Similar to their regular sleeper (pictured above), their version for twins is bigger, and includes a breathable mesh divider so babies can have their own space, yet still enjoy the same sense of togetherness as they did in the womb.

The sleeper swivels a full 360 degrees so you can easily bring the twin who is fussing closer to you for feedings, soothing, etc. The side walls lower and raise back up so you can pull your babies out, and put them back in again; they also lock into place for safety purposes. The entire sleeper can be raised or lowered as well.

Little Folks Twin EZ Fold Ultra Compact Double Bassinet by Delta Children ~ $139

Sold exclusively at Walmart, the Twin EZ Fold Double Bassinet is a much less expensive — but similar — option than the Halo Bassinest Twin.

Like the Bassinest Twin, a mesh panel separates babies so they each get their own flat, safe sleep space, while still being able to see one another and remain close and snug.

The bassinet is on wheels which means you can roll it from room to room, and, in the middle of the night, easily rotate it to bring the baby who needs you most (read: crying the loudest!) closer to you.

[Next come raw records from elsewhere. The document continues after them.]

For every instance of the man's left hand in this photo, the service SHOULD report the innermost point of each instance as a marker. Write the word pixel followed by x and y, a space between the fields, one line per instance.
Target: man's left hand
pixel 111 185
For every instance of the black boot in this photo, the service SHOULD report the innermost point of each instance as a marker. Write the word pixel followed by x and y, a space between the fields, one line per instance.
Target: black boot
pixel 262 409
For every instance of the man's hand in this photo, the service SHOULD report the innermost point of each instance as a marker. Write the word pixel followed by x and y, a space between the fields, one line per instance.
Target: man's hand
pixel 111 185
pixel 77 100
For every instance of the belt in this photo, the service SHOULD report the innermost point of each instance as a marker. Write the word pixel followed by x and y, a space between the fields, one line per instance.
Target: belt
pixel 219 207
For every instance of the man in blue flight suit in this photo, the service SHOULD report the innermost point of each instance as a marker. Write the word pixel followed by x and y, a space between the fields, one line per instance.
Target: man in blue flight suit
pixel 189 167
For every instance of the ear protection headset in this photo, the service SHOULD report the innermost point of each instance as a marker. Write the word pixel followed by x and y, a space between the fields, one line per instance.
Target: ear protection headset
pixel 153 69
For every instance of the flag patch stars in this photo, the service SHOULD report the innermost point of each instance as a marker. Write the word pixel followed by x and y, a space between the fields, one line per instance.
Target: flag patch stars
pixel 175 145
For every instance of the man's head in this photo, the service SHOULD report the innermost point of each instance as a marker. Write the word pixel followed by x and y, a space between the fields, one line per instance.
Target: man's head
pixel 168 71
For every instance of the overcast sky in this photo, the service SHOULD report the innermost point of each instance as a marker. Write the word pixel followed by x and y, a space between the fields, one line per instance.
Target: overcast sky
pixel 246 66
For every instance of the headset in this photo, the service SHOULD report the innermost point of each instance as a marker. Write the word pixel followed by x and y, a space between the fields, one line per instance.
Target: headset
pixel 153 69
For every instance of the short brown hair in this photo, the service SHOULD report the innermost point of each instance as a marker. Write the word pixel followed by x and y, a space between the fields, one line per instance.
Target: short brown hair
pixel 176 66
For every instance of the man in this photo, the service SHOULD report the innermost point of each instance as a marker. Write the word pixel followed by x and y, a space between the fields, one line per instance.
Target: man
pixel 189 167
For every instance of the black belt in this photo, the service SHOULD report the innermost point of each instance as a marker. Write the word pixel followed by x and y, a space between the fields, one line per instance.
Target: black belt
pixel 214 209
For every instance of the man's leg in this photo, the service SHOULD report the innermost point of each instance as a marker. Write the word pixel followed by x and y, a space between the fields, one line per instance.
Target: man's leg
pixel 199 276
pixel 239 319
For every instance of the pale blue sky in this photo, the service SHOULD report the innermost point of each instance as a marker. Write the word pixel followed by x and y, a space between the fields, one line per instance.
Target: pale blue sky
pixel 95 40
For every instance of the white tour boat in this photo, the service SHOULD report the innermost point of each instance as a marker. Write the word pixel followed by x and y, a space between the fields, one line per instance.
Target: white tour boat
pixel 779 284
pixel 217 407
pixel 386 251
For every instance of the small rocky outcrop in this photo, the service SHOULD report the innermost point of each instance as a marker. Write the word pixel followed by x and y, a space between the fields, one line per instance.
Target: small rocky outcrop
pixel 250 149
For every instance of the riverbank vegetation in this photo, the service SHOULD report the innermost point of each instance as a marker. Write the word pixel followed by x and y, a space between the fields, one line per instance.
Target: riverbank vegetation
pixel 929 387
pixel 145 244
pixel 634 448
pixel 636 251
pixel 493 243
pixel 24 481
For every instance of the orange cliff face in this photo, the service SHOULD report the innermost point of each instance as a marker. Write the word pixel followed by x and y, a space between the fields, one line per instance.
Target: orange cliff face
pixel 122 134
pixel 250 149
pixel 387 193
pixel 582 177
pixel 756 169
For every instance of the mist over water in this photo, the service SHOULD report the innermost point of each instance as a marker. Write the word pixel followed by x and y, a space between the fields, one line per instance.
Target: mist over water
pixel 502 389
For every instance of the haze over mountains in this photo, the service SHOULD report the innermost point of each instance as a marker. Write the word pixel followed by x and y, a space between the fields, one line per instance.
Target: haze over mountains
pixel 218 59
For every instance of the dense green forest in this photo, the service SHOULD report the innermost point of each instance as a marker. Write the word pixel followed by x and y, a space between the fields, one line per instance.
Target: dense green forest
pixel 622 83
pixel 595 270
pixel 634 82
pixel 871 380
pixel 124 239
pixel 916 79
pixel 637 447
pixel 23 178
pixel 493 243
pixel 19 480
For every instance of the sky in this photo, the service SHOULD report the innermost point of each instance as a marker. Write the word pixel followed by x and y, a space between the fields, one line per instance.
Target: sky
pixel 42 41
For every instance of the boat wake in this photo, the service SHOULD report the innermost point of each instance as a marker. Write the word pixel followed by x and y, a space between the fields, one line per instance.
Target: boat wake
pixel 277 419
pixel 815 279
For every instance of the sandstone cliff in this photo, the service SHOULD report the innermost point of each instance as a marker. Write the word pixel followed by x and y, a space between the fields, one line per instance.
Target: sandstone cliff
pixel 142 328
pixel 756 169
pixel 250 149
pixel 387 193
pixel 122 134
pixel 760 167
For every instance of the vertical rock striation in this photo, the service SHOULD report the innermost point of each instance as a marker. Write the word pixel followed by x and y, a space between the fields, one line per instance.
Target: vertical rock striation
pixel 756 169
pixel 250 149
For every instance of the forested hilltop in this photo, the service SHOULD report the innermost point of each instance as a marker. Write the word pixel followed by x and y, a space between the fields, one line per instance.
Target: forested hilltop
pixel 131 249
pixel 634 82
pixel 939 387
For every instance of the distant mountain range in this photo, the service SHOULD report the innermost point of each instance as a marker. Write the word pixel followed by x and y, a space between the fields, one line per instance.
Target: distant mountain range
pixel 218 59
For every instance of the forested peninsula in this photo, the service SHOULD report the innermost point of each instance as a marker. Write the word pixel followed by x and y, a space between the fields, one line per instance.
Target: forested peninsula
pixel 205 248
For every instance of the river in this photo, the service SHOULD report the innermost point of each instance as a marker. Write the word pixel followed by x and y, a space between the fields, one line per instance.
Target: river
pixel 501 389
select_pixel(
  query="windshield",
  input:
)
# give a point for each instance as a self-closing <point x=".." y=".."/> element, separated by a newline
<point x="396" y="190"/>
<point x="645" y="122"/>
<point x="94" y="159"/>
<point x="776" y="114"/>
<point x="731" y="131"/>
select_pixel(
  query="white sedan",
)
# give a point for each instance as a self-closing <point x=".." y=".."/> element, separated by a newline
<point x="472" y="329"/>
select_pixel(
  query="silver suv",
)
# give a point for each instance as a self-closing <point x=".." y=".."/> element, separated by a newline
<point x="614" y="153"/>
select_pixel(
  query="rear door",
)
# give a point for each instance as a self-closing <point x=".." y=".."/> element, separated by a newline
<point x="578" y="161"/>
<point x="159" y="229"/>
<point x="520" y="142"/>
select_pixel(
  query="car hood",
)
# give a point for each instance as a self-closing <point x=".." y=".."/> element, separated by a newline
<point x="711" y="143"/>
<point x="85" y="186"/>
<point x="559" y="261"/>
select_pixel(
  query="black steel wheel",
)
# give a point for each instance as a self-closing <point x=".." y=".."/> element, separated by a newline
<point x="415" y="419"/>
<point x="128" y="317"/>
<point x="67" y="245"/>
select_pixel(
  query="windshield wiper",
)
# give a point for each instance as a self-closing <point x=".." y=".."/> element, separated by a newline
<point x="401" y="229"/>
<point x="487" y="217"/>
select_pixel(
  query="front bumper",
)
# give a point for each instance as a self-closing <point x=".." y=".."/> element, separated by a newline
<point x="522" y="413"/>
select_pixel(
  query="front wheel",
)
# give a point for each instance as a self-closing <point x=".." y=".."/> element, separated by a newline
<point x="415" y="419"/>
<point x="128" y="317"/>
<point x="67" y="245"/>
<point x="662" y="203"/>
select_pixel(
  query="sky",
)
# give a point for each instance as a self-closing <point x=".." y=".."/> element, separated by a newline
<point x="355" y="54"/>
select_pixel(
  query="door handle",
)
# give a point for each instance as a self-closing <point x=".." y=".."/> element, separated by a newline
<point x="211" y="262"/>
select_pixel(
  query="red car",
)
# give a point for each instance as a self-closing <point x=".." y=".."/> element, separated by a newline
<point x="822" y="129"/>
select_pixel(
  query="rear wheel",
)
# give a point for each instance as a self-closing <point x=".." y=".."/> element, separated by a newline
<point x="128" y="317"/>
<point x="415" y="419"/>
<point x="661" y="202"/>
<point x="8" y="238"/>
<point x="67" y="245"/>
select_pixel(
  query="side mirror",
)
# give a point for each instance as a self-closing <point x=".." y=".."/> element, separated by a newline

It has storage pockets on both sides to store items like burp cloths, pacifiers, diapers, wipes, etc. Bonus: it’s lightweight and folds compactly, so you can take it anywhere — to the grandparent’s house, on vacation, etc. Check it out here.

Best Cribs for Twins

Lots of people ask if the babies can sleep together when they are so tiny. And sure, they fit, BUTTT once they squirm, roll, do the worm, etc., again, there is the risk of smothering each other—yikes. Not to mention waking each other up. Your call, but better to play it safe, IMO.

Again, the thought is that… eventually, your twins will need to be separated to sleep, so most pediatricians recommend separating them relatively early so you don’t have to worry about a difficult transition.

So…two cribs it is.

With double the cost staring at us, we went with the sleek and modern Ikea $99 Gulliver crib. Tried and true.

If you’re looking for a crib that comes in multiple colors, we like the Union 3-in-1 Convertible Crib. For $119, it’s affordable so you can get multiple (ha)!

You got this, parents! There will come a day when your twins will sleep (and so will you!). Good luck!